Thunk before it dances across the rims of my cups and lands in a drink. The crowd around us starts a chant, “Drink! Drink! Drink!”
“Bottoms up,” Ian tells me with a wicked grin.
I swallow it one long gulp and turn the cup upside down on the table.
“Your serve,” he says, raising an eyebrow.
My hands are starting to feel heavy, my movements a little clumsy, and it is getting harder to miss those damn cups. I calculate my options.
Hit the net and bounce it back to me? I’ll just have to re-serve.
Miss the table completely and hit the floor? I’ll have to take a drink.
Gingerly tap it just enough to hopefully make it over the net and let it roll to a stop in front of his pyramid of cups. That’ll have to do.
I hit the ping-pong ball and send it over the net where it hits the table, bounces, and rolls to a stop.
Success! I do a little dance.
Ian’s gaze immediately narrows on me. Uh oh, I messed up.
“I thought I chose treat, not trick,” he snarls with a glower. “Game’s over.”
The crowd boos, but he tosses his paddle on the table, grabs a cup, and swallows the shot in one go. Then he stalks around the table and yanks me by my arm, his warm hand locked like a vise as he pulls me a
way from the crowd.
I stumble after him, nearly tripping while I try to keep up. We barrel straight through the watching students, and I can hear them behind me, calling for the next round of contestants and setting up for the next game. We pass the infinity pool and then the pool house and finally the tool shed, until we are on the edge of the lawn, nearly in the trees, when he yanks me behind the shed and pushes me against the building. The clapboard siding creaks with the hit.
“Why are you fucking with my life, Weathersby?” he demands, his upper lip curling with his words. He leans in close, and my breath lodges in the back of my throat as heat engulfs my body. He regards me carefully, his gaze licking me with ice-cold flames that start at my feet and climb upward, over the cinch at my waist and up across where the fabric lies wet from bobbing for apples against my collarbone.
“I was going to fuck someone else tonight,” he growls, his eyes finally locking on mine again, “but you’ll have to goddamn do.”
26
Harlow
Oh. My. God.
I am hot, aflame all over, but there’s an ice-cold pinch below my breastbone. I want us together again. I want more than this. I want all of him.
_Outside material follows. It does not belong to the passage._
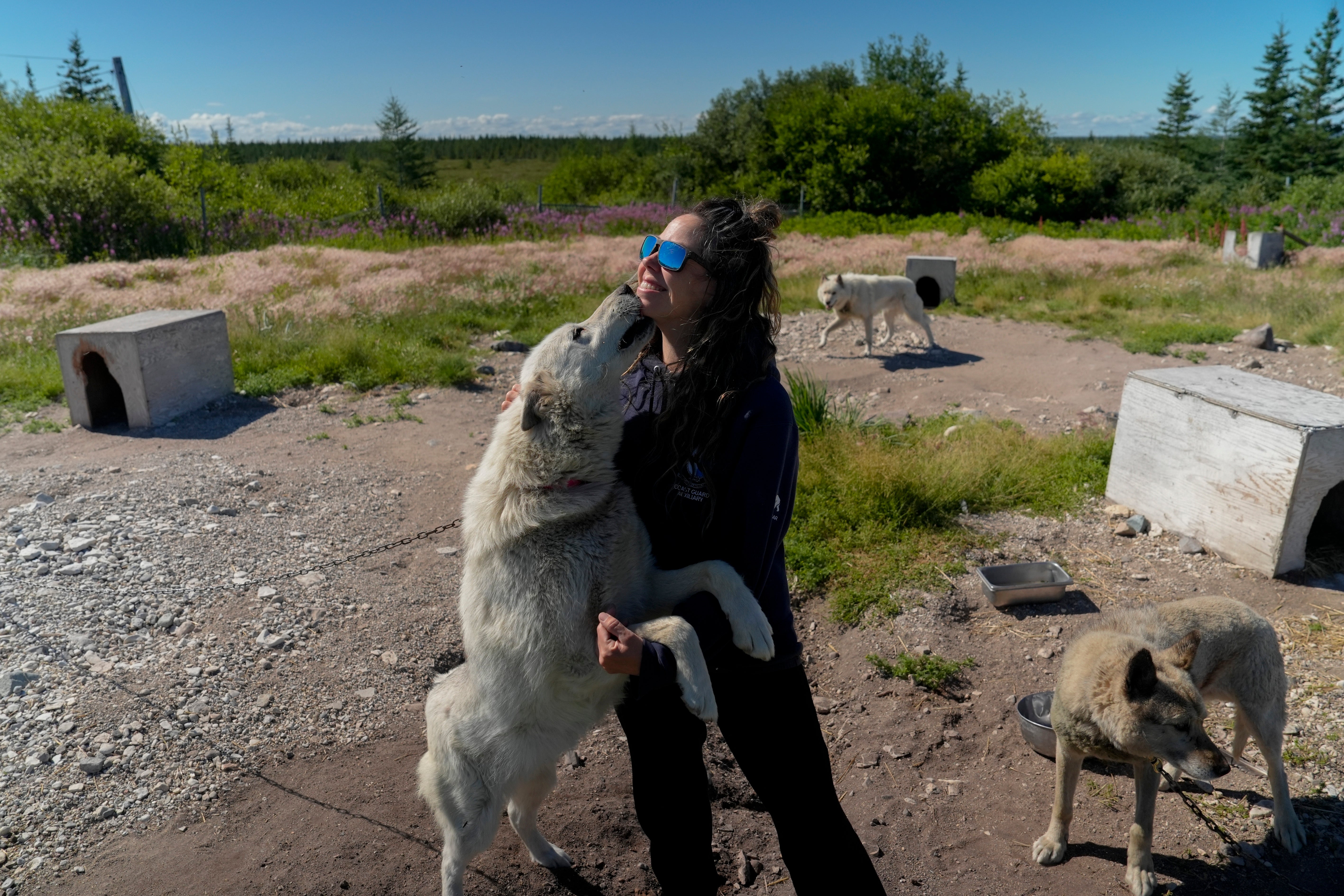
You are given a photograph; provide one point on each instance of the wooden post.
(121, 85)
(205, 225)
Every laugh, every smile, every heady gaze and mischievous smirk.
I want it all.
It’s like being at the bottom of a ravine and watching the cement of the dam begin to splinter, the crack branching higher.
It’s like standing on a wooden bridge over rushing rapids and looking down the moment you hear the board you are on snap.
It’s like looking out the window of an airplane and watching as the engine erupts in brilliant flames.
It’s too late to stop it. You are already royally fucked. You are scared, terrified even, and you’d give anything to go back in time and prevent all of it, but I’ve already been at the bottom of that ravine, stood atop that bridge, and looked out that airplane window.
I am living in the aftermath.
“W…w…what?” I barely manage with a swallow that we both hear.